Lisa stepped away, but she remained standing. She was afraid if she sat down, she’d never get back up again. Her leg throbbed all the way to her knee. To distract herself, she read a small sign about the restaurant, how the building dated back to 1788. Over the centuries, it had served as a warehouse, a tavern, and even a brothel. It stated that George Washington had once attended a grand dinner party here—hopefully not when it was a brothel.
Still, with such a pedigree, it was no wonder the upper crust of Charleston chose this place for special events. Laughter and music echoed down from above.
Another few stragglers of the party pushed into the lobby. From the amount of lace and piles of coiffed white hair, they were clearly a few of the grandes dames of Charleston high society.
“If you’ll follow me,” the host said to Lisa, drawing her attention away, “your table is ready.”
One of the older women glanced in her direction, eyeing her from the lofty height of her class position—then leaned to another and whispered.
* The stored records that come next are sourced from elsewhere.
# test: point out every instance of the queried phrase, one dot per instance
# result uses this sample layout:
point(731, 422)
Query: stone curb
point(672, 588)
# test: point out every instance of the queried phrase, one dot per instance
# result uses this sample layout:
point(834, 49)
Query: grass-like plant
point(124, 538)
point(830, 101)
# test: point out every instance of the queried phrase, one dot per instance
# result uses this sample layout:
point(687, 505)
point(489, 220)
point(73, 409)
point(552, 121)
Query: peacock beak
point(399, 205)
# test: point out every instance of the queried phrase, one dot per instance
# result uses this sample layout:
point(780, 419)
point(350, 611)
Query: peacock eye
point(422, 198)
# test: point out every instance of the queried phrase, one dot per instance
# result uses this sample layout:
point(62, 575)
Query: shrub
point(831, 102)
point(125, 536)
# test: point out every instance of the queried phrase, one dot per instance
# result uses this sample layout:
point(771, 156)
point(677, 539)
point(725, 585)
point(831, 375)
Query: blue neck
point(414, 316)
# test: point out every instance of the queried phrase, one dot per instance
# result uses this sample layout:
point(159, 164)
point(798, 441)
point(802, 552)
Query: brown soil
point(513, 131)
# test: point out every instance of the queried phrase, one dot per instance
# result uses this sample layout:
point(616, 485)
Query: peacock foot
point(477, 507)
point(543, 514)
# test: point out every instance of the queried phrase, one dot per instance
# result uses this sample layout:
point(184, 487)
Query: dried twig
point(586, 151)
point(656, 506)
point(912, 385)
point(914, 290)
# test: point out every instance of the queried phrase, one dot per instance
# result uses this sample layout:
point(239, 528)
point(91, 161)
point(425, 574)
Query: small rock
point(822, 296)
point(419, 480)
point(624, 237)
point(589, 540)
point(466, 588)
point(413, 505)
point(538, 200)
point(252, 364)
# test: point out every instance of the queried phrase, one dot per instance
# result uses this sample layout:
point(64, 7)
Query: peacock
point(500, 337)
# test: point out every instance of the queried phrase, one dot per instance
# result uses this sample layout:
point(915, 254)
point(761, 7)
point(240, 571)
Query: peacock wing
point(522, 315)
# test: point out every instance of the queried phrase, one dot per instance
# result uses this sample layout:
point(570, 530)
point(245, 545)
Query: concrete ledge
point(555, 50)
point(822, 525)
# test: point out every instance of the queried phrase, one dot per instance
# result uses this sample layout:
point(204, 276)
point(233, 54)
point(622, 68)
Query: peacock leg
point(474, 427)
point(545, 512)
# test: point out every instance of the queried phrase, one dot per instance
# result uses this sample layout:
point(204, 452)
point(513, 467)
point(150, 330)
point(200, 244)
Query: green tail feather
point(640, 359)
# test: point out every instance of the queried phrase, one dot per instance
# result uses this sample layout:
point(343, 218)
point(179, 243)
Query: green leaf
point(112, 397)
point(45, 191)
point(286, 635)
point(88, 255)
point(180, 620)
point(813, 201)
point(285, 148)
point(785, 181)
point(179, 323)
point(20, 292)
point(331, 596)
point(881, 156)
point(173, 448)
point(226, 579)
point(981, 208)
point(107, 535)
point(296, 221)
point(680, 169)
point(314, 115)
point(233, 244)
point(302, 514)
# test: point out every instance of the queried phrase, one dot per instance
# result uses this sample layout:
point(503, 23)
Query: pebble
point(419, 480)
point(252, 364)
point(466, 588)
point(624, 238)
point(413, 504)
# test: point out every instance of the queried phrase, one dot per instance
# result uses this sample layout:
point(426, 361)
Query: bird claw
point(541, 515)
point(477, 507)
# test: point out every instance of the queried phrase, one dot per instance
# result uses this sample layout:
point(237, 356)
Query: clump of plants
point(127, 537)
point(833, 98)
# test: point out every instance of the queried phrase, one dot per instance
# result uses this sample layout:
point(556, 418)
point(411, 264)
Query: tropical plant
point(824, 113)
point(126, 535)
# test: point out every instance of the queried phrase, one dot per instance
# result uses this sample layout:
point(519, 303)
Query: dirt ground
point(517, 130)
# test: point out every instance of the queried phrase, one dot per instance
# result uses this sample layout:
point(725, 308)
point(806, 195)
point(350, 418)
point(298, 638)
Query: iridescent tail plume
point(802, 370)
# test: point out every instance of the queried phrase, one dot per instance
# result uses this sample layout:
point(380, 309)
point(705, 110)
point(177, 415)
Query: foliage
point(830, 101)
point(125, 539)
Other eyes stared toward her, judging her.
Suddenly self-conscious, Lisa smoothed a hand down her St. John dress and stepped away from them, joining the host.
He leaned conspiratorially toward her. “It’s cotillion season. They’re having a small debutante ball upstairs.”
Lisa glanced up, picturing a party of chiffon and diamonds, the official debut of a young woman to her high-society peers. Balls like this functioned in the past as an antiquated dating service, to present an eligible daughter to available bachelors within a select upper circle.
Basically, a high-society livestock show.
“It’s a very exclusive affair,” the host said as he led her to the table. He raised one eyebrow toward her. “Some grandniece or second cousin of the president.”
Lisa felt better. Surely, no one would dare intrude here. Crossing into the main dining room, she did her best not to hobble. Still, something must have shone in her face, maybe the sheen of her skin, something in her eye.